Another Remus 100 UUV for US Navy

Another Remus 100 UUV for US Navy

U.S. Navy undersea warfare experts are buying another REMUS 100 unmanned underwater vehicle (UUV) from Hydroid Inc. in Pocasset, Mass., a wholly owned subsidiary of Kongsberg Maritime AS in Kongsberg, Norway.

The Naval Undersea Warfare Center (NUWC) in Newport, R.I., needs the Hydroid REMUS 100 for continued development and testing, supplementing NUWC’s existing inventory of REMUS systems acquired previously to support a variety of program efforts, NUWC officials say.

The NUWC is The Navy’s primary research and engineering center for underwater and submarine warfare.

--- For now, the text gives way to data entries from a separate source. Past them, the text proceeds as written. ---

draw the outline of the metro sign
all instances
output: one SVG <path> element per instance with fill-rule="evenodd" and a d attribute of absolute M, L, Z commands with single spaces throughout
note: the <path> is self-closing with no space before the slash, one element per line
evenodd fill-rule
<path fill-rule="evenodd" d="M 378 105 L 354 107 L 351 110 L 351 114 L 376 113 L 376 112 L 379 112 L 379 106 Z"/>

REMUS is short for Remote Environmental Measuring Unit S. The REMUS 100 slightly longer than five feet, is 7.5 inches in diameter, and weighs 85 pounds. It can operate to depths of 328 feet on missions lasting eight to 10 hours.

Powering the REMUS 100 UUV is a direct-drive DC brushless motor and an open three-bladed propeller. It can swim as fast as 4.5 knots and navigates by Doppler-assisted dead reckoning, Inertial navigation system, and GPS.

Operators control the REMUS 100 UUV with laptop computer-based software for programming, training, post-mission analysis, documentation, maintenance, and troubleshooting. The software enables one operator to control as many as four REMUS 100 UUVs at the same time.

The REMUS 100 is suited to marine research, defense, hydrographic and offshore energy applications. It is small enough to be carried by two people, and can perform intricate sonar and oceanographic surveys over large areas, Hydroid officials say.

Typical REMUS 100 applications include mine countermeasures, harbor security, debris field mapping, search and salvage operations, hydrographic surveys, environmental monitoring, fishery operations, and scientific sampling and mapping, Hydroid officials say.

NUWC is buying the REMUS 100 UUV sole source because Hydroid is the only known source that can meet Navy requirements of a UUV that is man-portable, has an energy density of at least 1.2 kilowatt hours, Navy officials say.

Researchers plan to use the REMUS 100 in exercises that require a UUV that can move as fast as four knots for as long as 10 hours. NUWC officials plan to release a formal request for quote (RFQ) to Hydroid around 1 May.